Director: by Greydon Clark
Screenplay: Dana Olsen, Michael Spound, Jim Kouf, David Greenwalt
Starring: Joe Don Baker, George Kennedy, Stella Stevens, Julia Duffy, Scott McGinnis, Jeff Altman, E.G. Daily, Andrew Clay, Michele Tobin, Sonny Carl Davis, Anthony James
Country: USA
Running Time: 87 min
Year: 1982
BBFC Certificate: 15
In the 1980s, the combined success of the slasher movie and the success of Airplane! (1980) created a boom in slasher/horror parodies. Some forewent the slasher structure for a more Shiver and Shake aesthetic (Saturday the 14th (1981), the truly execrable Hysterical (1983)), while others took a more specifically targeted look at what Leslie Halliwell would refer to as ‘the teenage assassination thriller’, e.g. Student Bodies (1981) and Pandemonium (1982). Wacko (1983), now out on a lovely blu-ray as part of 88 Films’ Slasher Classics Collection is maybe not the best slasher parody (Student Bodies has a cult following but suffers from a non-union cast), but alongside Pandemonium, it is the MOST slasher parody.

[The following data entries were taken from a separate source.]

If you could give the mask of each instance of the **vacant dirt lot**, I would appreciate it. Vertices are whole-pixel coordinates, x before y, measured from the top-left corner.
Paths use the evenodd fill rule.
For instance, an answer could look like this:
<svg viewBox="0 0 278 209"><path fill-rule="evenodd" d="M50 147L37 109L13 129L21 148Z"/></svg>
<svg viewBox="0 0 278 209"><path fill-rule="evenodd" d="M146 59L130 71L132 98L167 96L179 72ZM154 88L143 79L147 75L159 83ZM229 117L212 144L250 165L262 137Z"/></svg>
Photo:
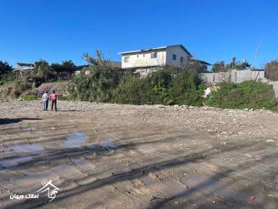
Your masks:
<svg viewBox="0 0 278 209"><path fill-rule="evenodd" d="M0 102L0 208L278 208L275 113L40 105Z"/></svg>

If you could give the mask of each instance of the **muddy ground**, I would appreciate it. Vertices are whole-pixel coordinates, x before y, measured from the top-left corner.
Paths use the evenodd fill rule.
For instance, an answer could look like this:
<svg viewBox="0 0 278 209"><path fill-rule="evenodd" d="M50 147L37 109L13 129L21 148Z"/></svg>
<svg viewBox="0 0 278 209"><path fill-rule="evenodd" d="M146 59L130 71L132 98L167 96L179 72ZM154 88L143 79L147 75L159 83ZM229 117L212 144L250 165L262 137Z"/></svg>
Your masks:
<svg viewBox="0 0 278 209"><path fill-rule="evenodd" d="M40 104L0 102L0 208L278 208L275 113Z"/></svg>

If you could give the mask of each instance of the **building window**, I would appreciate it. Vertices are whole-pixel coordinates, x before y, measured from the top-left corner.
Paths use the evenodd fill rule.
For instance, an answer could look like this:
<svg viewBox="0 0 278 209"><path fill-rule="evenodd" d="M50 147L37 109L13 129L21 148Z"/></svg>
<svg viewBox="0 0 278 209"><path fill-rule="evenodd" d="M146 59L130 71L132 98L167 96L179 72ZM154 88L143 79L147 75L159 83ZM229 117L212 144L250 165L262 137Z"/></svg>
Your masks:
<svg viewBox="0 0 278 209"><path fill-rule="evenodd" d="M173 54L172 58L173 58L173 60L177 60L177 55Z"/></svg>
<svg viewBox="0 0 278 209"><path fill-rule="evenodd" d="M157 53L156 52L151 54L151 59L155 59L156 57L157 57Z"/></svg>
<svg viewBox="0 0 278 209"><path fill-rule="evenodd" d="M124 61L125 63L129 63L129 56L124 56Z"/></svg>
<svg viewBox="0 0 278 209"><path fill-rule="evenodd" d="M181 65L184 66L184 57L181 56Z"/></svg>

The film begins with a knife cutting into a pumpkin and the ‘Pumpkinhead Killer’ struggling to breathe in his vegetable fizzog-covering (prefiguring the Lord Dark Helmet asphyxiation joke in Spaceballs).
Thirteen years ago, the Pumpkinhead Killer drove a lawnmower and killed several children. Now, thirteen years later, survivor Mary (Julia Duffy), the sister of a victim is still comedically suffering mental trauma, seeing lawnmowers everywhere. Her parents (George Kennedy and Stella Stevens) are worried. And cop Dick Harbinger (Joe Don Baker) is supposed to solve the mystery. Can he?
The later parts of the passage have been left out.